C-PLOT

Scientific Graphics and Data Analysis

E.1.10. - Getting command line options and keyboard input



Several subroutines are provided to simplify dialogue with the user of your C-PLOT user functions. Type 1 to 4 user functions do not read from a C-PLOT command file. To control the options within a user function when running from command files, extract fn command-line arguments using the get_cmdbuf() or get_args() routines provided. When the user function is run interactively the three get_?num() functions provide a convenient way of obtaining options from the keyboard.

 Name   What it Does 
 get_cmdbuf(b  Copy command line to character buffer b 
 get_args(fmt [, ptr ...])   Scan command line for arguments 
 get_dnum(prompt, dptr  Input double from keyboard 
 get_inum(prompt, iptr  Input integer from keyboard 
 get_snum(prompt, sptr  Input string from keyboard 

In the above function calls, b, fmt, prompt and sptr are type (char *), dptr is type (double *) and iptr is type (int *). The optional arguments to get_args() are all pointers with their type depending on the contents of the fmt string. There can be no more than 26 of these pointers.

The size of the character buffer b used in get_cmdbuf() should be at least CMD_LEN bytes, where CMD_LEN is a manifest constant that is declared in the include files.

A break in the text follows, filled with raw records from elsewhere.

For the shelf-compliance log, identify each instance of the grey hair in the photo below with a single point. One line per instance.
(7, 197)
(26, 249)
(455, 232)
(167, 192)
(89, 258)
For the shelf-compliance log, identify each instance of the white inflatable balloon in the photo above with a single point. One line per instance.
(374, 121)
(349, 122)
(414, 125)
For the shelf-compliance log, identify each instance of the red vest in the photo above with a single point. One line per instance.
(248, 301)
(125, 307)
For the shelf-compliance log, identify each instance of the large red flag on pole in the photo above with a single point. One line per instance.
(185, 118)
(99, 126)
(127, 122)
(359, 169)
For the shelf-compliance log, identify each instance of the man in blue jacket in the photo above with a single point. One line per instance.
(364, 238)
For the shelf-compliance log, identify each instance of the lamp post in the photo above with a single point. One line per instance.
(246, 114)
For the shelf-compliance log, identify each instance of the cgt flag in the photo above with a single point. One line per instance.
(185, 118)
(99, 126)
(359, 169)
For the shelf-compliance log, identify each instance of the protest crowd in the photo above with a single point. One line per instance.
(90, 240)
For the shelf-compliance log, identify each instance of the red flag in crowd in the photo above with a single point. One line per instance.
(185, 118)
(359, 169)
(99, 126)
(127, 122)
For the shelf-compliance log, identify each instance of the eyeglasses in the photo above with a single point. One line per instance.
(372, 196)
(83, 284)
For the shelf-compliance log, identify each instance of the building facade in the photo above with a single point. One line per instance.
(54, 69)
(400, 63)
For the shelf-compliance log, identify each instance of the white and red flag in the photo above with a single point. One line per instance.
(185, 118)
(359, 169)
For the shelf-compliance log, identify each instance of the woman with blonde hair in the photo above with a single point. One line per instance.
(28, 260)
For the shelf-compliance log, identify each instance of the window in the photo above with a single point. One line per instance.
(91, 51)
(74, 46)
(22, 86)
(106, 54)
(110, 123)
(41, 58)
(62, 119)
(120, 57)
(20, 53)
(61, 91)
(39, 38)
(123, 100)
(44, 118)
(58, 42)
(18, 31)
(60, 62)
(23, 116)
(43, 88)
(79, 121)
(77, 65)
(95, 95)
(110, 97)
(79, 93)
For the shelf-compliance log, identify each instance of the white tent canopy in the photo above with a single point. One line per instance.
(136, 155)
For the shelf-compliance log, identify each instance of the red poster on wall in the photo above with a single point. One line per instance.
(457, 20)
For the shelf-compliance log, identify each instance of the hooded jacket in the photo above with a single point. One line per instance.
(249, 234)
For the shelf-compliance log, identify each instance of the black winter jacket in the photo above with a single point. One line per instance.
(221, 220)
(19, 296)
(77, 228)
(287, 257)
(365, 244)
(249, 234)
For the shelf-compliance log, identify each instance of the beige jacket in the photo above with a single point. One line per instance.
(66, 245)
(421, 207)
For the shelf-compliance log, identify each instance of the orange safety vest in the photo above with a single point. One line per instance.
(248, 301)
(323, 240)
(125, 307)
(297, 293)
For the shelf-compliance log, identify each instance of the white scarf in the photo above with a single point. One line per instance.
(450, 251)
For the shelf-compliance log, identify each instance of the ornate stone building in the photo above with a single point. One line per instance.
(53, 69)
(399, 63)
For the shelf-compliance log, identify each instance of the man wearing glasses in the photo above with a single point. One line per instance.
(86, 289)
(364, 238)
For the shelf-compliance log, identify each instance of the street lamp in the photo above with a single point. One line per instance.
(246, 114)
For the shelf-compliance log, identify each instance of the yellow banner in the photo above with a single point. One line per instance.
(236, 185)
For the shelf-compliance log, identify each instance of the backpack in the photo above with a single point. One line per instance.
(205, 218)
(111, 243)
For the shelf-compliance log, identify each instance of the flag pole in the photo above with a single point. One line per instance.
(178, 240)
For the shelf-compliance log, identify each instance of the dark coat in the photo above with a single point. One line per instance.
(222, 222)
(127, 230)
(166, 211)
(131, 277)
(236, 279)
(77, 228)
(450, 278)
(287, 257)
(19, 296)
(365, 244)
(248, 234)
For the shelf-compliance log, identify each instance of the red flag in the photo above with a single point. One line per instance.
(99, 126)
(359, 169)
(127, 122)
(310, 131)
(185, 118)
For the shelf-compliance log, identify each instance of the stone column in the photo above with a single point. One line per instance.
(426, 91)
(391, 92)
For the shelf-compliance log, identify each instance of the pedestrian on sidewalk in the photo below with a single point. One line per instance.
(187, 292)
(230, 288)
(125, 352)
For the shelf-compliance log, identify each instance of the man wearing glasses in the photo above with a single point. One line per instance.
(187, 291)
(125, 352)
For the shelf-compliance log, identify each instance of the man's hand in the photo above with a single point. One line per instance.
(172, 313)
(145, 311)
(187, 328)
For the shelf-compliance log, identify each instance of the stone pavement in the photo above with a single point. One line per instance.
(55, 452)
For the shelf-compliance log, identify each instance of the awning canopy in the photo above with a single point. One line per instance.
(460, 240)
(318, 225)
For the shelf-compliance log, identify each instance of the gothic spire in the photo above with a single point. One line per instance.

To clarify, here are examples of the usage of these functions. For get_args(), the rules for fmt, the optional pointers and the return value are just as they are for the standard sscanf() routine in the C library. If a function is invoked from the plot program as
fn name.1 arg1 arg2 arg3 arg4 ...
the scanning specified by format begins at arg1. Here is an example
setup() {
        int     args;
        double  p1, p2;

        args = get_args("%lf %lf", &p1, &p2);
        ...
}
For each of the last three routines in the above table, prompt, if nonzero, should point to a string that will be printed along with the current value of what is pointed to by the second argument. When the routine is called, a line of text will be read from the keyboard and scanned for something to stuff into the location pointed to by the second argument. If no appropriate object is found on the line of text, the contents of the location pointed to by the second argument remain unchanged. For the following code,
{
        static  char    file[64] = "data";
        static  double  temp = 98.6;

        get_snum("What file", file);
        get_dnum("What temperature", &temp);
        ...
}
the output is
What file (data)? <return>
What temperature (98.6)? <return>
The return values for each of these three functions are 1 if the user simply hits return, 0 if the user types some input and -1 on end-of-file (the user hit a ^D).